How about the internet?

Well the internet can connect you, at that moment I guess.

I told him what I was up to with Global Footsteps, EcoActive, doing these interviews and so on...

Well, I feel for you. We’ve all got a limited lifespan and the whole problem is, if one cares about these things, what is one to do? How is one to attack the problem? Do you go into here, or do you go into there, this is something I ask myself every day, every day! Am I attacking the right area you know? I am perennially troubled by this I don’t know?

I told him I thought he was doing some good!
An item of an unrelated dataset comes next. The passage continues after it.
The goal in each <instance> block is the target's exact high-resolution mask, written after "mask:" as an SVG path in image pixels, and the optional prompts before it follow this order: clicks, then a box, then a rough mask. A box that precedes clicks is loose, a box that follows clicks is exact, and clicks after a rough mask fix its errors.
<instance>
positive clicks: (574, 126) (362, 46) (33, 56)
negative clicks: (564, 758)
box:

Yes, some good, but you just think... I always think the powerful forces in this world can feel so powerful. For example at the moment I am writing this book about Heathrow, I don’t know if you read about it, but anyway.... it’s a nice idea for me and it has enabled me to get all sorts of ideas across, so I have slightly gone to bed with the devil a little bit, but it is interesting. But I’m aware that to get certain ideas across you can get on the Today programme like that [clicks fingers] and to get other ideas across that actually feel totally important and valuable they would say ‘oh goodbye, that’s not for us.’ It is censorship basically and there is censorship in our society and you cannot get certain messages across.

Any examples?

Well some of the more: how are we living? So I was on the Today programme the other day talking about this Heathrow baggage system and it is totally computerised and automated and everyone is terribly excited about it and I said to the presenter: ‘you do wonder why it is automated, we have coming up to 3 million people unemployed, why have we automated it? What is so good about automating it? Why do we always want to do this, to put machines everywhere, chuck people out of work then pay them unemployment benefit, so that they can sit at home?’ We’ve got too little work on for people and yet we are obsessed by automation. Anyway, it is a big point about the role of machines and the role of humans, of course it has got completely cut for reasons that it was not quite ‘on the message’. We don’t live in a Stalinist dictatorship, it is a self censorship, people kind of know what is acceptable and what is not and you can’t really question the economic system. There is a moment at which it gets... you know, people will kind of say ‘oh that’s a bit too strident’ or something, they don’t see themselves as censors, but that is exactly what they are. People sometimes say things like ‘I wonder what it would be like live under communism, everyone would be whispering and so on’. And I think ‘you don’t have to imagine so hard you know, look at your own society and look at the way people naturally censor themselves!’ In work, when they are talking to the media etc, people naturally do it and they don’t even notice it and that is exactly how it would have been in communist society. People wouldn’t have gone ‘ooh I can’t say this’ they would have done it exactly how we do it. But we play up this enormous difference, ‘oh it was so un-free then!’

Ah well!

Tricky stuff!

Thanks very much!

[m1]Interesting choice of word

[m2]Maybe this is the stage we are at collectively? This topic is currently sitting with people... they are thinking about it and maybe they will soon ‘get it’.

[m3]This is a big point, we are never going to make everyone concerened, maybe the 15% need to stop trying to make others concerned and ‘like them’ they need to change the behaviour of others, in other ways?

[m4]Is this all it is, is it like he says, the environment, just a vehicle for those who rally against individualism to sit in?